In the waters surrounding Australia, Indonesia, and Papua New Guinea, there lives a very unusual kind of shark. Known as walking sharks, the nine species of the genus Hemiscyllium have the ability to crawl across the seafloor.
“They’ll stand up on their very muscular pectoral fins and they’ll kind of wiggle along and walk instead of swimming,” says Shannon Corrigan, an evolutionary biologist at the Florida Museum of Natural History in Gainesville.
Walking sharks can even tolerate short stints in open air as they scramble between tidal pools in their shallow coral reef habitats during low tide. But they’re also noteworthy for another reason: Walking sharks are one of the newest groups of sharks on the planet, appearing on the animals’ evolutionary tree around 44 million years ago, Corrigan and her colleagues reported January 21 in the journal Marine and Freshwater Research. And they suspect that the group may not be done splintering into new species yet.
The researchers looked at when and how the animals evolved into their own species. They found that their ancestors might have colonized different locations by hitchhiking on roving islands. The team hopes that studying these mysterious little sharks can give conservationists information about how best to protect them and perhaps even lead to broader insights about shark evolution in general.
Corrigan is among a group of collaborators who have spent the past 11 years studying walking sharks, work that has included the discovery of four of the group’s nine species. The first ever species of walking shark was described in 1788 and the most recent in 2013. Some walking sharks range across wide swaths of Australia’s northern coast, while others are confined to very small areas. Their territories don’t overlap, but seem to form a rough ring around northern Australia, the island of New Guinea, and several satellite islands.
The researchers suspected that the walking sharks might have split into different species around this ring. But when they began investigating how these sharks evolved over time, they realized that the shark’s history is probably a lot more complicated. “We found this really weird pattern of relationships between the species,” Corrigan says.
The researchers examined genetic material from tissue samples taken from both live walking sharks as well as museum specimens. From there, they constructed an evolutionary tree for the entire group. In several cases, one kind of walking shark was found far from its next closest relative. Walking sharks aren’t very strong swimmers and cannot cross areas of deep water, so they probably didn’t travel so far on foot (or rather, on fin).
Instead, the explanation for the sharks’ scrambled distribution might align with the geologic history of their home region.
“It’s been extremely geologically complex over relatively recent times, so you have a lot of different plates moving together and colliding, and that’s…constantly creating new habitats for marine species,” Corrigan says. “A lot of that ties in pretty nicely with the patterns we were seeing.”

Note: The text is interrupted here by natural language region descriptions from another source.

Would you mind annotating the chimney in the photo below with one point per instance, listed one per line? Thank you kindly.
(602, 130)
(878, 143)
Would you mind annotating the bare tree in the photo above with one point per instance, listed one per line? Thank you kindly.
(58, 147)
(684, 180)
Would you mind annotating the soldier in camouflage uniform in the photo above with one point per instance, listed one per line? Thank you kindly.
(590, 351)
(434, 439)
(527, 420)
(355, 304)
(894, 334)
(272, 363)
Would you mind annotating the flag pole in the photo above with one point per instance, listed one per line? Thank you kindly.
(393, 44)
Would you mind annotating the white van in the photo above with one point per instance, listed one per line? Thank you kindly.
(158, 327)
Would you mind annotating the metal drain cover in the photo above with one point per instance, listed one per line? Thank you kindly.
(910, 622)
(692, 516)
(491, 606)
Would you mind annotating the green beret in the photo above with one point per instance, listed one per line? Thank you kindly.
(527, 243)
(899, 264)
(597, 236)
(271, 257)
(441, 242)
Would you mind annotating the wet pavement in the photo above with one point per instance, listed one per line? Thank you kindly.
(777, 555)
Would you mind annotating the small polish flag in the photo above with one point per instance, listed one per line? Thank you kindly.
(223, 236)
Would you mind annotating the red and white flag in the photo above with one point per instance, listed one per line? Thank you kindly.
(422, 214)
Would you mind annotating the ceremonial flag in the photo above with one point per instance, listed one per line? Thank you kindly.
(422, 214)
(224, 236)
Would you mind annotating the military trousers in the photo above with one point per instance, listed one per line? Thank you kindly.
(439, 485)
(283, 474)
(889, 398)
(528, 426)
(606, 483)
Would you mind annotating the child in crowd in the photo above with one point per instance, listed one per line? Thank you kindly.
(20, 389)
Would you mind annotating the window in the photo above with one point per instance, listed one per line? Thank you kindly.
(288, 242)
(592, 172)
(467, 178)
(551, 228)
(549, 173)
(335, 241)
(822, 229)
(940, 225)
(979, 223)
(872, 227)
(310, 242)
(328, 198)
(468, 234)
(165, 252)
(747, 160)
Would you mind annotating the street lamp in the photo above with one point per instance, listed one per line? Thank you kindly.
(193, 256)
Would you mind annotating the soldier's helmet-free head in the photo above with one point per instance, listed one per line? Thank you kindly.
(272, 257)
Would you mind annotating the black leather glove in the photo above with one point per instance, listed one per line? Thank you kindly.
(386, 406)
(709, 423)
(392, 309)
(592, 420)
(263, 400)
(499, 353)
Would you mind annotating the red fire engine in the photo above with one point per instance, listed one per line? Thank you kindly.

She and her team think that small groups of walking sharks hitched on small island fragments. As these islands were moved about by plate tectonics, the sharks were carried to a new territory far from their fellows. Eventually, barriers the sharks could travel over, such as channels of deep water, formed between the groups. Over time, the two separated groups of sharks would have evolved into different species.
The easiest way to tell the different kinds of walking sharks apart is by their striking color patterns; the team has noticed variations in these patterns even within the range of a single species. It’s possible that new species are soon to emerge, or already have emerged but haven’t been recognized yet.
“It really is this nice natural experiment of how sharks evolve,” Corrigan says. “We can go sample and study it in the present day because it’s still happening, we think.” This makes walking sharks ideal for studying more ancient events that might have caused other shark species to evolve as well.
Today, the parts of northern Australia, Papua New Guinea, and eastern Indonesia where the sharks live are hotspots for biodiversity, particularly among fishes. But they are also currently facing habitat destruction, pollution, and overfishing. The fact that most walking shark species are restricted to very small areas makes them particularly vulnerable to these threats. However, because so little is known about walking sharks, scientists aren’t sure yet whether they are in danger.
Corrigan and her collaborators are now working to understand in more detail where exactly each of these sharks is found, how tied they are to particular regions, and what threats they face. Hopefully, this will give scientists the information they need to come up with strategies to protect each of these species.